# Patches and Felt on T-shirts



## jbenjaminbrand (Apr 29, 2009)

I am looking to use felt lettering and custom embroidered patches on a t-shirt. My question is whether or not a basic cotton tee would suffice for the life and wear of the garment. My concern is that the shirt may become pinched around the lettering where it would be sewn on or the weight of cotton wouldn't be strong enough to hold this kind of stuff. Does anyone have experience using these two features?


----------



## Flint54 (Oct 16, 2008)

I don't know your situation but instead of sewing on lettering what about using/getting a vinyl cutter and cutting out the lettering on "Flock" and then using a heat press to apply it to the T-Shirt. Sewing them is a pain in the posterior not to mention that each letter would need to be sewn on both the outside and inside edges, a REAL BIIGG Pain. I would also look into having the same patch printed with DTG or Dye Sub processes. 

Link for some Flock http://www.bestblanks.com/decoflock.html


----------



## tfalk (Apr 3, 2008)

Embroidering on T-Shirts can be done but you will get puckering if not stabilized correctly. Another option is Stahls and I think Imprintables sell cut lettering that looks like it's been sewn but all you do is heat press it...


----------



## jbenjaminbrand (Apr 29, 2009)

I have never worked with heat press and I plan on selling the shirt I make. Does heat pressing last over time on the shirt? I don't want someone to come back and complain after a short time for poor craftsmanship.


----------



## Flint54 (Oct 16, 2008)

IMO  and in my limited contact, properly  applied, properly  laundered and cared for, shirts done with heat transfers, heat pressed vinyl and dye sub transfers last a very long time. I personally have 2 Ts with vinyl that are over 5 years old, 4 with dye sub over 3 and 5-7 with heat transfers over 3 also. All the embellishments look better than the base T that shows extreme wear.
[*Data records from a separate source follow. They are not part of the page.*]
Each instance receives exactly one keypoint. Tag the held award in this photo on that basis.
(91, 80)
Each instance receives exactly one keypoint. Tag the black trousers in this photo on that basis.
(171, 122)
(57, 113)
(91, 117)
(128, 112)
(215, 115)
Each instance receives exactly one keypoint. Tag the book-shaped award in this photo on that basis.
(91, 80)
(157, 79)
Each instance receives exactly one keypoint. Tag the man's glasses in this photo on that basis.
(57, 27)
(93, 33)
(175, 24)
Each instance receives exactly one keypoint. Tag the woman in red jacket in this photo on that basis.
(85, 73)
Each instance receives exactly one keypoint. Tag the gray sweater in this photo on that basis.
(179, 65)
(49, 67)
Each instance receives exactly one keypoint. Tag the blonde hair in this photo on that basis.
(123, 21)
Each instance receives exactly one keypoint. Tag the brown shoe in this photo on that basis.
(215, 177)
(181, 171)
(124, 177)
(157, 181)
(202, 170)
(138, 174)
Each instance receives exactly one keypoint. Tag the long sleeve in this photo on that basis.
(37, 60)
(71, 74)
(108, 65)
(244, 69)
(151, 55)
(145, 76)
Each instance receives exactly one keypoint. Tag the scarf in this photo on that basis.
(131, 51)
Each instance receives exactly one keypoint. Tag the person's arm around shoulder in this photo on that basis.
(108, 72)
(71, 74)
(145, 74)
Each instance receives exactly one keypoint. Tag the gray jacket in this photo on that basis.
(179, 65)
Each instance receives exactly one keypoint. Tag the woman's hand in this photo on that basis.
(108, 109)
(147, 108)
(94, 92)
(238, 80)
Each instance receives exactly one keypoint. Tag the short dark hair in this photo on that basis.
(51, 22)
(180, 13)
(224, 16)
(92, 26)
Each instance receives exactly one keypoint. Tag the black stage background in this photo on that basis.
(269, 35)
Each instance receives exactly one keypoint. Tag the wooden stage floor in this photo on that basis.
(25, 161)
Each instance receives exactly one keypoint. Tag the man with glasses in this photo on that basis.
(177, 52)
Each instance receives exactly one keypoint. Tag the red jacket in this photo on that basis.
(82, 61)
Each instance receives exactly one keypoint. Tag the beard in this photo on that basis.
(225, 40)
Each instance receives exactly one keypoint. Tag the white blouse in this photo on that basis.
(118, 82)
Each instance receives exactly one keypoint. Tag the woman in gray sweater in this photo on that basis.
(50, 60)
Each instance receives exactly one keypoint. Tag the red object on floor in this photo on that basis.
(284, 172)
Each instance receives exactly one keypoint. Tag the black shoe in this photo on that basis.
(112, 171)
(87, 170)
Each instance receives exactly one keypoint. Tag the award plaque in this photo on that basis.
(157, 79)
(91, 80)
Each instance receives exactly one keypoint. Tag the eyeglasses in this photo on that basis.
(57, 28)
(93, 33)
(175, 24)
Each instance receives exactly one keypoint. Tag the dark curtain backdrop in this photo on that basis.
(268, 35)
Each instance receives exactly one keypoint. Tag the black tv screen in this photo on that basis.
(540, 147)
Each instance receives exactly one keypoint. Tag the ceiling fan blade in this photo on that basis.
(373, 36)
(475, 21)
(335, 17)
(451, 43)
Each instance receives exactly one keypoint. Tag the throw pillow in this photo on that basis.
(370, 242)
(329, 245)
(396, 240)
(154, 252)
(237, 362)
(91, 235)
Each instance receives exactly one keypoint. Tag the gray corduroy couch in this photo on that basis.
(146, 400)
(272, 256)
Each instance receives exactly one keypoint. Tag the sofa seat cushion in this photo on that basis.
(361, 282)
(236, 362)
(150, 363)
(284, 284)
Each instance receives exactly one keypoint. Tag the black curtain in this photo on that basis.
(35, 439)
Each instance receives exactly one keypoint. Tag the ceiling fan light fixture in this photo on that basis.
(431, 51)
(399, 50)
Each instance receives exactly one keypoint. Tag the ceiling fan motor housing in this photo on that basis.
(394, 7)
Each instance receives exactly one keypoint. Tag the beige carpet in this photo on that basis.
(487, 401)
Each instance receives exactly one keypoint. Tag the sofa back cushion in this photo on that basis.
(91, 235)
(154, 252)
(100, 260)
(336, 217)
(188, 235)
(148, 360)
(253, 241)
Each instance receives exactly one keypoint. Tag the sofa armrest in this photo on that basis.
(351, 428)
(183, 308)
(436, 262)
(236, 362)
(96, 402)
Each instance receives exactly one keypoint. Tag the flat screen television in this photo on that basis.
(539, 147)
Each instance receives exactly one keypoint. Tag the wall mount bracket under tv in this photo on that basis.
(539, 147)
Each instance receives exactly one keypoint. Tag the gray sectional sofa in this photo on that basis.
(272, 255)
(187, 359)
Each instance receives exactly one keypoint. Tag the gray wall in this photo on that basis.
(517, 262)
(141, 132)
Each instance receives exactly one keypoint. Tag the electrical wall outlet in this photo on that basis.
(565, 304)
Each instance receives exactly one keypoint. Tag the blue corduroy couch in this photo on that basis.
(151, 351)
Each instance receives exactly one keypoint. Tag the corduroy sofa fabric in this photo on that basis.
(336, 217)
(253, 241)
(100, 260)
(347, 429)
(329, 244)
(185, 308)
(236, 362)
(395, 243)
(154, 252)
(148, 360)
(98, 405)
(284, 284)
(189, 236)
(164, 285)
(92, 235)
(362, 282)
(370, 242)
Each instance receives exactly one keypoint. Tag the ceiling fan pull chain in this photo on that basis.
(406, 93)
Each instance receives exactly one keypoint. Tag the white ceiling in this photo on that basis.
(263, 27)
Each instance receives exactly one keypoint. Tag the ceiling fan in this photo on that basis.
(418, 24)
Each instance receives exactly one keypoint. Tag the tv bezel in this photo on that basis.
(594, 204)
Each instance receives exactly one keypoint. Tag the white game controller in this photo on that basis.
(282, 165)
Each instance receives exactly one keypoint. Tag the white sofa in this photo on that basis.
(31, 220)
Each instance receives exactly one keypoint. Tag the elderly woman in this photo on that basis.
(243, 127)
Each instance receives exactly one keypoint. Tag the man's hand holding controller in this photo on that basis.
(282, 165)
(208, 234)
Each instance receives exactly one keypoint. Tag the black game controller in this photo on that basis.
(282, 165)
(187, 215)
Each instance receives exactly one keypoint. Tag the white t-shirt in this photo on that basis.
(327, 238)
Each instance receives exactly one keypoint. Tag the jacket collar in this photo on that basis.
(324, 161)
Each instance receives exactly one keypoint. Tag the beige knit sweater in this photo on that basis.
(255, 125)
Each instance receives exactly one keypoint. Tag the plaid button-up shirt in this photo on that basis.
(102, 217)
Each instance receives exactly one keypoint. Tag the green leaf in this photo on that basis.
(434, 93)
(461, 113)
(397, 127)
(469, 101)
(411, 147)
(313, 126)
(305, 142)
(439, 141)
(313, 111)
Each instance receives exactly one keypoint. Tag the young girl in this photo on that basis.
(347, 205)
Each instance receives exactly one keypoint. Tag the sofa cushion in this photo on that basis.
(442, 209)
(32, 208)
Granted, I wash and dry all inside out in cold water and at low heat or line dry, I also have them on hangers not folded in a drawer.

I do not like embroidery on a T, after the first couple of washes the embroidery looses its shape, when wearing it feels like crud, it is very difficult to embroider Ts unless the embroidery is very small and of low density. 

IMO heat press methods or direct screen printing are the only way to go on T-Shirts......


----------